Met verbazing kijk ik al vele jaren naar het feit dat veiligheidsmiddelen zo onevenwichtig worden ingezet.
Vaak worden grote sommen geld om emotionele redenen besteed aan zaken die rationeel gezien nauwelijks risico’s vormen, terwijl veel grotere risico’s onaangeroerd blijven.
Zo dragen duizenden medewerkers in ziekenhuizen, die met ioniserende straling werken, dagelijks dosismeters zonder dat zij enige dosis van betekenis oplopen. Het gaat daarbij om medewerkers van de afdelingen zoals radiodiagnostiek, radiotherapie en radionuclidenlaboratoria. Zij werken daar met radioactieve stoffen of met röntgenstraling en dragen elke dag trouw hun badges. Deze wordt iedere maand ingewisseld voor een nieuwe. De badges worden uitgelezen en de opgelopen dosis wordt genoteerd. Alle meetresultaten worden vastgelegd in het Nationaal Dosisregistratie- en Informatiesysteem (NDRIS) dat in opdracht van het Ministerie van SZW door NRG wordt beheerd. Dit allemaal volgens het Besluit Stralingsbescherming van de Kernenergiewet.
Natuurlijk is het goed bij bepaalde activiteiten of handelingen met bepaalde gevaar bronnen de mogelijke blootstelling te monitoren. Maar uit vele jaren meetresultaten blijkt dat meer dan 95% van de werknemers nauwelijks of geen stralingsdosis oploopt en ver onder de grenswaarde voor de gewone bevolking zit als jaardosis. Behalve bij de cardiologen en enkele cyclotronmedewerkers is zelden of nooit een dosis gevonden. Dit is een aantal jaren geleden aangekaart vanuit een van de universitaire medische centra.
Interessanter zou het zijn om andere groepen medewerkers qua blootstelling aan gevaarlijke stoffen te monitoren. Bijvoorbeeld de medewerkers die cytostatica bereiden of toedienen, de anesthesisten, OK-personeel dat werkt met diathermie, medewerkers in snijkamers die blootgesteld worden aan formaldehyde, xyleen en ethanol enz.

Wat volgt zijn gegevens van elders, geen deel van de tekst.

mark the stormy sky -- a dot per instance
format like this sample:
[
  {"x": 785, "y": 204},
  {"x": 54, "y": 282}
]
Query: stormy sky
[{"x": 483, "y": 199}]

Daarom is een voorstel gedaan het aantal dosismeters voor straling sterk terug te brengen en per afdeling waar met ioniserende straling werd gewerkt nog maar enkele mensen (als representatieve steekproef) zo’n dosismeter te laten dragen, eventueel aangevuld met een ruimtemeting. Dat levert een flinke kostenbesparing op zonder dat dit ten koste gaat van de blootstellingsmonitoring. Het daarmee vrijgekomen geld kan dan worden ingezet voor genoemde andere metingen.
Dit idee is inmiddels door de Gezondheidsraad omarmt en aan de minister voorgelegd. Verschillende ziekenhuizen hebben aangegeven de opvolging van dit advies door de overheid echter af te wachten en zich dan te bezinnen over het (onderbouwd) al dan niet afschaffen of beperken van de persoonlijke dosiscontrolemiddelen voor bepaalde beroepsgroepen in de instelling.
Conclusie: Als een bepaald monitoringssysteem in de wet verankerd ligt, betekent dat tevens een vorm van massatraagheid. Wanneer er inzichten ontstaan dat dit systeem voor een belangrijk deel zijn doel voorbij schiet en dat de middelen veel efficiënter op andere gezondheidsterreinen kunnen worden ingezet, kost het heel veel tijd daar verandering in aan te brengen.
Bij radioactiviteit en straling speelt bij veel medewerkers ongetwijfeld de risicoperceptie (in dit geval angst) een rol: je ziet het niet, je ruikt het niet, je proeft het niet. Daarom gelukkig toch het geruststellende monitoringssysteem.
Maar dat mag geen reden zijn om geen veranderingen door te voeren en middelen op het terrein van blootstellingsbewaking (en daarmee op het terrein van gezondheid) veel efficiënter te gaan gebruiken. We zijn toch verstandige mensen die dit goed kunnen beargumenteren? Of gaat hier het gevoel boven het verstand?
Maatschappelijk is dit vergeleken bij andere, veel grotere, blootstellingen niet goed te verdedigen. Hierin zou meer sturend kunnen worden opgetreden, mede om het grote aantal doden door beroepsziekten significant te kunnen terugdringen. Een eerste stap is dan juist goed te monitoren waar echt slachtoffers vallen door te grote en te lange blootstelling, hetgeen bij de stralingstoepassingen in Nederland zeker niet het geval is. Laten we daar al dat stralingsgeld maar eens voor gebruiken.